Global Citizenship Award

This is a website for all people that love the world and love to learn with it.  It is for people of all ages and in all professions but originates from an international school based context of recognising that young people actually never stop learning and should be encouraged to celebrate their adventures and achievements at all times.  By doing this you make learning smarter (and teaching easier) by personalising your own learning through ambitious target setting and your own unique way of reflective practice – “reflection is what links our performance to our potential.”  Ultimately this award is a way to maximise transferable / dynamic skills that benefit you in any learning experience and should not be  mentally compartmentalised for a specific academic subject as some teachers would lead you to believe they should be.  Learning is a dynamic process and extremely personal and involves every aspect of a persons mental, physical and emotional state – that is why this award focuses on the four ‘Pillars of Learning‘ as stated by UNESCO (http://www.ibe.unesco.org/cops/Competencies/PillarsLearningZhou.pdf):

Learning to know

Learning to do

Learning to live together

Learning to be

You are required to select 16 Identities of a global citizen, four under each of the four Pillars of Learning to demonstrate a broad and diverse range of learning experiences and achievements.  This award is unique to each individual person and their own learning journey and is therefore not dictated by a set of predetermined outcomes or benchmarks.  To achieve the award and formal recognition (for school, university, work, personal motivation, whatever…) you must first set a challenging target for each Identity, e.g. give a 3 minute speech or presentation in front of 100 people, record and reflect on the learning process ideally setting a new and even more challenging target for the future (beyond the award).  It is up to you how your record the process as this is all part of your own unique reflective practice and a large part of this award is discovering how you reflect best and how it helps you to achieve beyond your (perceived) limits.

Once you have completed all 16 Identities you can post your reflections as comments on this website or send us a link and the Global Citizenship Award team will review the portfolio of evidence and provide relevant feedback, either successfully issuing the Global Citizenship Award to you or giving further suggestions for improvement.

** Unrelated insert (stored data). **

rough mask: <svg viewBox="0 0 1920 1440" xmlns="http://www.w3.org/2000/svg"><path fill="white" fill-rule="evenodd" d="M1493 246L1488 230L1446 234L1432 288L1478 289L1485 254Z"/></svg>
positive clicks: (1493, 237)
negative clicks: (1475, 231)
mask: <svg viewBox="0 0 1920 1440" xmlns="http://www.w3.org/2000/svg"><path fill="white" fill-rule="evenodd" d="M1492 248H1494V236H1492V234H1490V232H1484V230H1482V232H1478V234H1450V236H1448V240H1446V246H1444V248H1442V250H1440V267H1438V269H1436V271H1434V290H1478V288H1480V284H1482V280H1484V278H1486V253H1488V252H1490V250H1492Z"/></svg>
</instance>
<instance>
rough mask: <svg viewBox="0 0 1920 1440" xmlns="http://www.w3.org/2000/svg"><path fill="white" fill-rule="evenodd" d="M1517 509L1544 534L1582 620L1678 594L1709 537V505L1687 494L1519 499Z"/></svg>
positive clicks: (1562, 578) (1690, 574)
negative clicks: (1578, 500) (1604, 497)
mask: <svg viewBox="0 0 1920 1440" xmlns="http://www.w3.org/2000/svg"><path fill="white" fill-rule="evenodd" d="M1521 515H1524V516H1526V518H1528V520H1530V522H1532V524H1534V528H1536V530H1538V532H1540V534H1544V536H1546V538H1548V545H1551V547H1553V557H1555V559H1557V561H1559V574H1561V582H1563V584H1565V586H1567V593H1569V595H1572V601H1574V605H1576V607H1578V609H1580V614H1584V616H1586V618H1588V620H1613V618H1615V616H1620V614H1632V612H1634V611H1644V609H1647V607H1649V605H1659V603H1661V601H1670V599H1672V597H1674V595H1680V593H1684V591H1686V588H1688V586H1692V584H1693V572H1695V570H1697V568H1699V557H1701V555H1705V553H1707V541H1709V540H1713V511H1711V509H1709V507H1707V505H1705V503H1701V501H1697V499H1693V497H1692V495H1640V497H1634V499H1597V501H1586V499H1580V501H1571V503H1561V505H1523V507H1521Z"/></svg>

This award encourages you to track and organise learning for life.  It will formally recognise your achievements and help you to produce an effective digital portfolio for future interviews and applications.  It is also a universal and free award for all schools to use to track their students (and staff) achievements across a curriculum and to help them measure the real value added (or internal professional development) that schools offer as a learning community.